A certificação oncológica ANS foi aprovada pela Agência Nacional de Saúde Suplementar (ANS) como parte do Programa de Certificação de Boas Práticas em Atenção à Saúde. O objetivo é elevar a qualidade do cuidado oncológico nos planos de saúde, oferecendo atendimento mais ágil, integrado e humanizado para pacientes com câncer.
Além disso, o novo manual estabelece diretrizes e critérios técnicos que as operadoras de planos de saúde deverão cumprir para conquistar a certificação, reforçando o compromisso com um tratamento mais qualificado e eficaz.
Avanço na atenção oncológica
A iniciativa representa um passo importante para aprimorar o atendimento aos pacientes na saúde suplementar. Dessa forma, a rede assistencial deverá se reorganizar com foco em:
criação de fluxos ágeis no atendimento (fast track);
integração de equipes multiprofissionais;
rastreamento estruturado;
melhoria da comunicação com os beneficiários, inclusive com ações de letramento em saúde.
Cânceres priorizados
Inicialmente, cinco tipos de câncer foram definidos como prioritários pela certificação oncológica ANS: mama, colo do útero, próstata, pulmão e cólon e reto. Essa escolha reflete sua alta incidência no Brasil. Portanto, o programa busca reduzir a fragmentação dos serviços, que frequentemente causa atrasos no diagnóstico e no início do tratamento.
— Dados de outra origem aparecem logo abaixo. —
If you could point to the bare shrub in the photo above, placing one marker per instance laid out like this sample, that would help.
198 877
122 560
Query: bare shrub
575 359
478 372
Paciente no centro do cuidado
De acordo com Carla Soares, diretora-presidente interina da ANS, a certificação fortalece a qualidade do atendimento sem alterar os direitos já garantidos aos beneficiários. Nesse sentido, ela reforça: “O câncer é uma doença em crescimento no mundo todo, e esta medida reforça o papel da ANS como indutora de boas práticas no setor.”
Maurício Nunes, diretor de Desenvolvimento Setorial da Agência, complementa que o foco é colocar o paciente no centro da jornada. “Queremos diagnósticos mais rápidos, equipes integradas e tratamentos mais humanizados. O objetivo é que o beneficiário perceba, na prática, essa transformação”, explicou.
Critérios da certificação
Para conquistar o selo, as operadoras precisam apresentar planejamento técnico consistente e implantar ao menos duas Linhas de Cuidado entre os cinco cânceres priorizados. Assim, os critérios, baseados em evidências científicas, abrangem todas as etapas do cuidado: da prevenção e do diagnóstico precoce até os cuidados paliativos.
Entre os avanços esperados estão:
maior foco na prevenção e no rastreamento estruturado;
atuação integrada de médicos, enfermeiros, nutricionistas, psicólogos e outros profissionais;
protocolos clínicos bem definidos para agilizar exames e início do tratamento;
oferta qualificada de cuidados paliativos quando necessários.
Uma resposta às necessidades dos pacientes
A certificação oncológica ANS surge como resposta concreta à necessidade de oferecer tratamentos mais rápidos, organizados e acolhedores para pacientes oncológicos atendidos por planos de saúde. Por fim, o Manual será publicado em breve no Diário Oficial da União e divulgado oficialmente pela Agência.